Der gefährliche, straßenlose Dschungel wird zu einem Pfad der verzweifelten Hoffnung

NECOCLÍ, Kolumbien – Jahrzehntelang galt die Darién-Lücke, ein straßenloser, gesetzloser Dschungel, der Südamerika mit dem Norden verbindet, als so gefährlich, dass nur wenige Tausend Menschen pro Jahr wagten oder verzweifelt genug waren, um zu versuchen, sie zu überqueren.

Aber die wirtschaftliche Verwüstung, die die Pandemie in Südamerika angerichtet hat, war so groß, dass in den ersten neun Monaten dieses Jahres schätzungsweise 95.000 Migranten, von denen die meisten Haitianer sind, in den ersten neun Monaten dieses Jahres auf ihrem Weg in die Vereinigten Staaten versuchten, die Überfahrt zu unternehmen.

Sie machten die Reise in Shorts und Flip-Flops, ihre Habseligkeiten in Plastiktüten gestopft, ihre Babys in den Armen und ihre Kinder an der Hand. Es ist ungewiss, wie viele es geschafft haben – und wie viele nicht. Und doch sind in Kolumbien Zehntausende weitere versammelt, die darauf warten, dass sie an der Reihe sind.

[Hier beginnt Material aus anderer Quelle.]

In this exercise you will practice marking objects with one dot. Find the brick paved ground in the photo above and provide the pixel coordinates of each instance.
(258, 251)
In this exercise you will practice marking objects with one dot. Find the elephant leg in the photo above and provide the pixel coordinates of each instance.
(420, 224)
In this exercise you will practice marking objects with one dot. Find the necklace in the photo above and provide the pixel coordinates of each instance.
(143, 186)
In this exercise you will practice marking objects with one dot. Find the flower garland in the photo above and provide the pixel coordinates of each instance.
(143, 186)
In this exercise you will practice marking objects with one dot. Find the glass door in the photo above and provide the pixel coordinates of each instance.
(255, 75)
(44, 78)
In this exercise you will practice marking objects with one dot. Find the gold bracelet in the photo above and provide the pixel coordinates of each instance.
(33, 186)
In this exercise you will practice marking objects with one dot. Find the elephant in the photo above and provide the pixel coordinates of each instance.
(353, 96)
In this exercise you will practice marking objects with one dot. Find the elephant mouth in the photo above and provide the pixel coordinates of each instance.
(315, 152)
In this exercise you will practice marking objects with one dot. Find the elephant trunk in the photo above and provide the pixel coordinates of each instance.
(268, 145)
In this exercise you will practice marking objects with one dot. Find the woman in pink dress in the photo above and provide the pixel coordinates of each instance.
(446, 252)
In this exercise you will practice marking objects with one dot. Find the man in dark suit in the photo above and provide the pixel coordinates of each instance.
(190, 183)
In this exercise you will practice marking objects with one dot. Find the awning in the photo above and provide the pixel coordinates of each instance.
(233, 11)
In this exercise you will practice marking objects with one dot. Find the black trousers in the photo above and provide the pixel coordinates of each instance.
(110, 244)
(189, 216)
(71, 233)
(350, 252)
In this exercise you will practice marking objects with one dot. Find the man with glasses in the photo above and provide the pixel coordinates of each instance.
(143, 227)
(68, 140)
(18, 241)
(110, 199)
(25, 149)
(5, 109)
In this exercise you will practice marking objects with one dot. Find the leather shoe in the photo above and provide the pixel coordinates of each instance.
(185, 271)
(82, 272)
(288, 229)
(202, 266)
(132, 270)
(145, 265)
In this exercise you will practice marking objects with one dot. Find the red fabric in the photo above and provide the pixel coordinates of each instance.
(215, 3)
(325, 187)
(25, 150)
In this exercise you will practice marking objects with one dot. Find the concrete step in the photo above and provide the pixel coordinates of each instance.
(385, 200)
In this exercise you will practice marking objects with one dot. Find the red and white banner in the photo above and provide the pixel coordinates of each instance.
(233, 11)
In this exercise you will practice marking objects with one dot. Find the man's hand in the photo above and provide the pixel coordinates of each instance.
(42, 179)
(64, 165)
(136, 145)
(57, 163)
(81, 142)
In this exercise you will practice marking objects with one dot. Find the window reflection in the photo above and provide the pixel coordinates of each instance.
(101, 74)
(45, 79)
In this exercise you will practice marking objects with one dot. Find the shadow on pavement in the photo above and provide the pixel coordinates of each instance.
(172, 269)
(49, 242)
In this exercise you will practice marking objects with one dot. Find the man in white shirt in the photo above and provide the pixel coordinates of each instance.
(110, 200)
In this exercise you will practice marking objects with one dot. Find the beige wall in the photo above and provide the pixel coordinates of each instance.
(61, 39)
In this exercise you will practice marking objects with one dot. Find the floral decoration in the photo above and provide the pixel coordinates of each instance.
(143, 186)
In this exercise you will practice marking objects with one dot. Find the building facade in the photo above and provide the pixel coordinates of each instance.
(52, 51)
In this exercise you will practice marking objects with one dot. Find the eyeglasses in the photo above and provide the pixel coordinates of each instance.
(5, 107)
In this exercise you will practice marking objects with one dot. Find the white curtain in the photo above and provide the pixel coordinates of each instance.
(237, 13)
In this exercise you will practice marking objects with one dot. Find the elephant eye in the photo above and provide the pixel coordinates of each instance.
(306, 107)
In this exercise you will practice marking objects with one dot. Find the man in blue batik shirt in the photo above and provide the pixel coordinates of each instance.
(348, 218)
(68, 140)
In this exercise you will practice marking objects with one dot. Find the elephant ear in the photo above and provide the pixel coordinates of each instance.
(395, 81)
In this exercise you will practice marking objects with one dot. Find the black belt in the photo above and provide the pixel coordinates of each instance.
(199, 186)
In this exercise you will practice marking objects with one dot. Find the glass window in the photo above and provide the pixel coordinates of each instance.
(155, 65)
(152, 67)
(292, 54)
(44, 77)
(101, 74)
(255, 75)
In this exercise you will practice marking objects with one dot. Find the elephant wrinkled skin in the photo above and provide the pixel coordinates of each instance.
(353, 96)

Die Bereitschaft der Migranten, die notorisch gefährliche Landbrücke zwischen Kolumbien und Panama zu durchbrechen – lange Zeit eine Abschreckung dafür, nach Norden zu wandern – stellt nicht nur eine drohende humanitäre Katastrophe unter denjenigen dar, die die Wanderung unternehmen, sondern auch eine potenzielle Herausforderung für Präsident Biden . in den kommenden Monaten.

Die Tausenden Haitianer, die letzten Monat die Grenze nach Texas überquerten, die Stadt Del Rio erschütterten und die Biden-Regierung in eine Krise stürzten, waren nur die Spitze einer viel größeren Migrantenbewegung, die in den Dschungel und dann in die Vereinigten Staaten ging. Menschen, die aus ihrer unruhigen karibischen Nation in Richtung Süden wie Chile und Brasilien geflohen waren, begannen vor Monaten nach Norden zu ziehen, in der Hoffnung, von Präsident Biden begrüßt zu werden.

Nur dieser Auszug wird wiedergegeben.